Handmade red and blue silk rugs lay scattered across the marble floors, giving a traditional look and feel. She glanced to her right and ran her hand admiringly across the highly polished surface of the sheesham wood side table. She loved the fact that the Totally Five Star had contracted Indian craftsmen to make all their furniture but had also ensured that the wood had been sustainably sourced. The grand foyer was dotted with lovely Indian-inspired sheesham furnishings, adding a decidedly authentic impression. She loved it.

 

She took a seat on one of the cotton-upholstered armchairs. Again, she’d been impressed by the hotel’s support of local employment and skill. They’d commissioned a not-for-profit organization to create the fabric using the traditional block printing technique. She smoothed a hand across the lush fabric and imagined the ladies hand-stamping the cotton in the traditional Rajasthan way. She looked at her watch again. George was running late. They generally met in the foyer first then decided if they would move to George’s office or the lobby restaurant. Tanvi hoped he’d opt for the restaurant. It overlooked the lovely grounds and she preferred it to George’s chaotic office.

 

She heard his telltale English accent and looked up. He was striding across the lobby, a pile of paperwork in one hand and a mobile in the other. His ruddy complexion was even redder today and he was breathing heavily, the Indian heat obviously getting to him. When he saw her, he broke into his usual good-natured smile. He hung up his mobile and tossed his paperwork on a nearby chair.

 

“Tanvi, my dear. How are you?”

 

Tanvi rose and smiled at the affable Englishman. She liked George and seeing him always made her day brighter. “George, I’m well.” She grasped his outstretched hand and indicated his paperwork with a nod. “I see we have some work ahead of us.”

 

He chuckled. “It’s not as bad as it looks, I assure you. Just some taxation matters to go over.”

 

“Shall we sit in the restaurant?” Tanvi proposed. “I could really use a cup of tea and one of your divine pastries.”

 

George gathered up his paperwork. “Of course. I could use a change of scenery. I’ve been dealing with payroll all morning.”

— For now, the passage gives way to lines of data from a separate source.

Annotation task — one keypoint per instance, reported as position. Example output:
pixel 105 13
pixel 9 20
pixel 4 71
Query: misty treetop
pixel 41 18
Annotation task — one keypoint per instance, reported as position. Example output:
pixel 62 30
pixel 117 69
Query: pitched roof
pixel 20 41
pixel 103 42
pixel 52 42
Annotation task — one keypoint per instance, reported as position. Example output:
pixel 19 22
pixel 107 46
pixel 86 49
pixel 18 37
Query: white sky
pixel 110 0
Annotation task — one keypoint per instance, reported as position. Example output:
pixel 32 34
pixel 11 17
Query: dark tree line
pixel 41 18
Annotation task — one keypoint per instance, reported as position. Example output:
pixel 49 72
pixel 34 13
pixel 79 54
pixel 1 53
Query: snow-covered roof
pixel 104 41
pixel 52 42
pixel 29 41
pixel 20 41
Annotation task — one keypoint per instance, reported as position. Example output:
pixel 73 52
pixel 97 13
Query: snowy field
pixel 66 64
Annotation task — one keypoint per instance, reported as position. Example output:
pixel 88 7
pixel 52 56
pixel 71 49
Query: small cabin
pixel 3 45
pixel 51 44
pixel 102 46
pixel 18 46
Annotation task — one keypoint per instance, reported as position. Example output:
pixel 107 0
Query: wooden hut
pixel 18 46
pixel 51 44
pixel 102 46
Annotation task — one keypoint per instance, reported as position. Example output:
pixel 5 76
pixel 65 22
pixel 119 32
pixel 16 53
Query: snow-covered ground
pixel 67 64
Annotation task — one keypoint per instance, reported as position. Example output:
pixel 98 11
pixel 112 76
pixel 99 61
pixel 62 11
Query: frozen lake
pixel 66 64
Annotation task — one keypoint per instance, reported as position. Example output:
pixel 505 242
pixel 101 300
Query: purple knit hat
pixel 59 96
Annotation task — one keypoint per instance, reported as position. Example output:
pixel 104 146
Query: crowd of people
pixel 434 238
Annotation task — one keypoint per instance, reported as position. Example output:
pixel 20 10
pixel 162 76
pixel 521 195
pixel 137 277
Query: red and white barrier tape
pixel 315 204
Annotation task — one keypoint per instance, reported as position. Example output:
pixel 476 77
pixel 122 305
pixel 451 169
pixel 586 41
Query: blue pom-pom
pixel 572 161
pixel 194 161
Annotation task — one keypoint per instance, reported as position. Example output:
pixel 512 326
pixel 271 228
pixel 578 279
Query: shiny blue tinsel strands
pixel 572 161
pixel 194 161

Tanvi looked at him in surprise. “Where’s your assistant?”

 

“Isha had some family matter to attend to.” He shrugged then chuckled. “She’ll be back soon and it’s good for me to get my hand in every now and again. I get rusty with the processes otherwise. It just means that I’m incredibly busy. I would have canceled our meeting this morning, but I need to go over these issues with you.”

 

“Are you sure you can take the time? I can come back when Isha has returned. Surely the tax can wait a few days?”

 

George winked at her. “Not at all, and besides, I too am looking forward to one of our fabulous pastries.” He rubbed his substantial belly. “Although my wife would have my head if she knew. She has me on a strict diet.” He gave a heavy sigh. “Cholesterol.”

 

They’d entered the lobby restaurant where the hotel guests were finishing their breakfasts. Tanvi gazed at the delicious spread of food—exotic fruit, yogurt, pastries and the famous South Indian pancakes, dosas, served with every imaginable accompaniment.

 

They found a vacant table by the window overlooking the koi garden. Tanvi glanced at the pile of paperwork in George’s arms, an idea popping into her head. She could fill in for Isha. It would give her some time out of the office and a much-needed change. She mentally checked her schedule. There was nothing urgent and she knew her father would approve of the idea—the Totally Five Star was one of their best clients, after all.

 

“George, why don’t I fill in for Isha? I have nothing that can’t wait and you look like you could use the help.”

 

George scratched his chin in thought. “It would help me out tremendously. Would your father mind?”

 

Tanvi smiled. “I’m sure he would be more than happy for me to assist. I’ll call him when we’ve concluded our meeting.”